Just when you thought it was safe to escape from the office, Microsoft is trying to pull you back.
OK, not everyone is interested in skipping the beach to immerse themselves in bright and shiny Windows 10.
But odds are some are so eager for the long-promised operating system from the Redmond, Wash.-based tech giant that they may at least be willing to skip a cookout or two.
Just today, Microsoft announced Windows 10 will be made generally available this summer in 190 countries. The word came from Windows EVP Terry Myerson during a speech at the Windows Hardware Engineering Community (WinHEC) summit in Shenzhen, China.
In a blog post, Myerson steers clear of an actual date (don't cancel those travel plans yet, please). All we know for sure is that the product will hit the market between June and September.
Myerson didn’t explain why the announcement was made at a conference in China. But in a few videos that accompany the blog post, he discusses a partnership with the Chinese ISP giant Tencent, along with plans to get Windows 10 on mobile devices.
"Our goal was to build Windows with some amazing Chinese partners that really understand the Chinese market… so partnering with Tencent and bringing Windows 10 to their customers and bringing their games and applications to Windows 10 was a great combination," Myerson states in the video.
Microsoft has also inked partnerships with some other Chinese giants, including Lenovo and Qihu 360. (Let's hope Lenovo installs only Windows 10 this time — and skips anything resembling Superfish.)
Microsoft is not the only company with an eye on the Chinese market. IBM has already shown that there’s a lot of money to be made there.

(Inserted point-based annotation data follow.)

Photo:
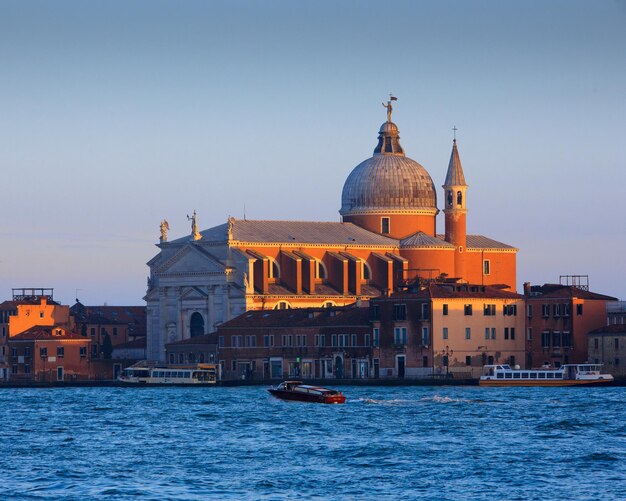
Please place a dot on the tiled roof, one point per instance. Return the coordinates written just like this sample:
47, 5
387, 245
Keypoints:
454, 176
482, 242
421, 239
299, 317
306, 232
40, 332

Myerson said the worldwide simultaneous launch of Windows 10 in 111 languages reflects its global appeal. In the past, Microsoft has tended to release products region-by region because of market conditions and localization issues.
Those who are currently using Windows 7, Windows 8.1 and Windows Phone 8.1 will get the opportunity to upgrade for free within the first year of the release of Windows 10.
Myerson also used the speech to announce a new Windows 10 feature called Windows Hello. It's supposed to make Windows 10 more personal by providing instant access to your devices through biometric authentication.
Windows Hello requires specialized hardware such as a fingerprint reader, illuminated IR sensor or other biometric sensor. Meyerson said Microsoft is working closely with hardware partners to deliver Windows Hello-capable devices that will ship with Windows 10.
For the Internet of Things, he said Windows 10 will support today’s maker boards, enabling makers to "do amazing things with Windows."
For the first time, a new version of Windows for small footprint IoT devices will be available – for free – when Windows 10 launches. Windows 10 will offer versions of Windows for a diverse set of IoT devices, ranging from powerful devices like ATMs and ultrasound machines, to resource constrained devices like gateways,” he said.
There’s a lot riding on this release for Microsoft and for those that use the Windows operating system in their hardware.
Leaving aside the problems of Window 8 and the reluctance of enterprises to leave the tried-and-trusted Window 7 (or even XP) behind, flagging PC sales have put a big dent in Microsoft’s Windows business.
Whether Windows 10 can turn things around or not is anyone’s guess.
But given that Microsoft has already changed its play — releasing in the summer rather than in the pre-holiday fall season as it has done in the past — we can speculate that it is hoping for good, if not great, things from Windows 10.